The sluggish resumption of the coal trade suggests that reviving the markets, logistics and expectations that greased trade in restricted products could take months if not years.

Overall, however, Australian exports to China have surged despite the curbs, rising to A$175 billion last year from A$149 billion in 2019 in large part thanks to a booming iron ore trade too vital for China’s steel mills to risk disrupting.

The center-left Labor government has made the restoration of unrestricted trade a priority and the end of coal restrictions were an early win. Foreign Minister Penny Wong traveled to Beijing in December and the trade minister is expected within weeks to make the same trip.

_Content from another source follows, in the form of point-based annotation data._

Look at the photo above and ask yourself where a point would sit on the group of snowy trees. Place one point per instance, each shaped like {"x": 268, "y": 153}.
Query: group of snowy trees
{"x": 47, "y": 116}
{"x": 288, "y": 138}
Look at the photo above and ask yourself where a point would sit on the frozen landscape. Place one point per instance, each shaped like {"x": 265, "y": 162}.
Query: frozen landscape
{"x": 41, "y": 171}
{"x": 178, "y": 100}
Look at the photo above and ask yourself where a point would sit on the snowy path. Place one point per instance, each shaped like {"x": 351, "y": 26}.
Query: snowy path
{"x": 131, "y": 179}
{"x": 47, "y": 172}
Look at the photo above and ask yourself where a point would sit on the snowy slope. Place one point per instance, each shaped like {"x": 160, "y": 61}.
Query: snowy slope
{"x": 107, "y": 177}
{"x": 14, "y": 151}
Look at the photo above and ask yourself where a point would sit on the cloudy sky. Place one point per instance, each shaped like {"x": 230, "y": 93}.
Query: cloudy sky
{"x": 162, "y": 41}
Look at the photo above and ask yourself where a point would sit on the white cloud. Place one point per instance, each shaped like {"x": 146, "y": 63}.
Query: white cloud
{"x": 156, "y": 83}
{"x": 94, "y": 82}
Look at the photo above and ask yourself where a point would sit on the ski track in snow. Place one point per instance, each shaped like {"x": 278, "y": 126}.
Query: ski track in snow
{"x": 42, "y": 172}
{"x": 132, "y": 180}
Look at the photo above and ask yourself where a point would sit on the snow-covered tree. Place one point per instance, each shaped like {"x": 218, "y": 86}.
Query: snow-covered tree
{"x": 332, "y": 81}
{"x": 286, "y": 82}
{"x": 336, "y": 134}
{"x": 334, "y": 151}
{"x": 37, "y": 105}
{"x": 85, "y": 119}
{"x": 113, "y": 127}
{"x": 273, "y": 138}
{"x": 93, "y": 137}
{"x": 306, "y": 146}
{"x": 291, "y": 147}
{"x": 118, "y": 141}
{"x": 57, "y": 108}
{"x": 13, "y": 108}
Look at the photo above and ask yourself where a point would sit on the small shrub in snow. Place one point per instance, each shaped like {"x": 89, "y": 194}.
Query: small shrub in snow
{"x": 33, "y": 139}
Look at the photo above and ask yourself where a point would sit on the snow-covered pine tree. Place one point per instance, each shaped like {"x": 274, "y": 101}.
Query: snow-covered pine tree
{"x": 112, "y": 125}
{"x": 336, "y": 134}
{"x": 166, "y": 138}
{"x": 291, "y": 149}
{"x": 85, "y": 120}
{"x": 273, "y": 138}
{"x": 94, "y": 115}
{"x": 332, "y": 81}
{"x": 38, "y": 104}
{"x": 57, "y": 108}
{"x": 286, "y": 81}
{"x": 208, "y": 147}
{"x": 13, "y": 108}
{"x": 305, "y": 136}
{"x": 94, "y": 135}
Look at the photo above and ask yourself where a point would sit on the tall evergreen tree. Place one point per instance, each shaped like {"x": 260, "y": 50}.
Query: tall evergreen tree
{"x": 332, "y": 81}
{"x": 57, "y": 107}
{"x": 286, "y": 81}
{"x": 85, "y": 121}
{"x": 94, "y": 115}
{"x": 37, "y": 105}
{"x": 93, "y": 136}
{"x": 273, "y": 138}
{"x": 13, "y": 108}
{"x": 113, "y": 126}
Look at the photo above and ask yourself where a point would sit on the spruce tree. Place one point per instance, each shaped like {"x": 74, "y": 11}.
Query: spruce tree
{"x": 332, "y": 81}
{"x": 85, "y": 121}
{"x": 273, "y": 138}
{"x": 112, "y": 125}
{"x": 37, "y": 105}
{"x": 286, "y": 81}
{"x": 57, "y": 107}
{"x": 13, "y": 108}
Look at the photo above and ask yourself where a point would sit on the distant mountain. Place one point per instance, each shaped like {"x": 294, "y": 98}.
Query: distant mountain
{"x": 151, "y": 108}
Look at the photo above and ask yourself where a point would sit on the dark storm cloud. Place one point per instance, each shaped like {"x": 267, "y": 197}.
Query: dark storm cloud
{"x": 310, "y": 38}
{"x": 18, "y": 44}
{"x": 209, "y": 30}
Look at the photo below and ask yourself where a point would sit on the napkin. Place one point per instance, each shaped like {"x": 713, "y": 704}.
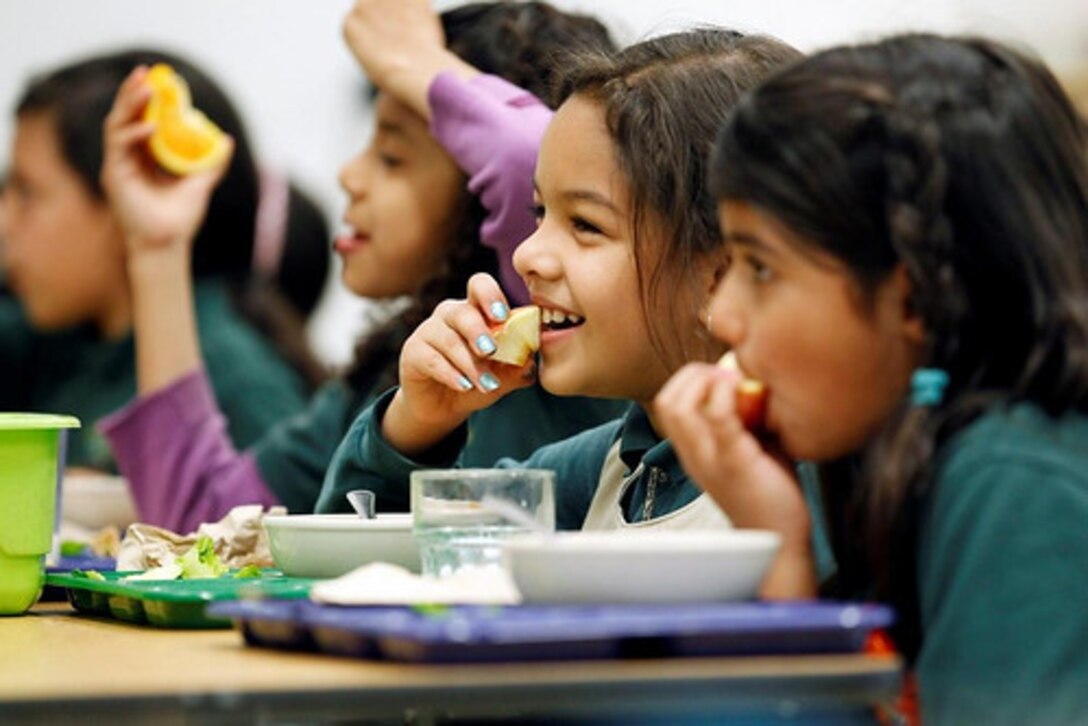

Last month, the countries agreed to resolve within three months a World Trade Organisation dispute over Chinese barley tariffs. Australia’s trade minister is confident wine tariffs will follow.

One issue is a potential shortage of the Australian customs workers who certify cargoes for export. Many left when the now restricted timber log trade vanished overnight, said Frank Rudkiewicz, who is an “authorized officer” (AO) certified by the Agriculture Department to inspect export cargoes.

“There was so much work guaranteed and then overnight it all fell through,” he said.

He was recently flown to Townsville from South Australia, roughly 1,800 kilometers north, to certify a consignment of grains because no one else was available.

Reuters spoke with three customs workers in three states. All mentioned shortages. One in Tasmania blamed “across-the-board” problems on government approvals that took up to 15 months, from six months previously.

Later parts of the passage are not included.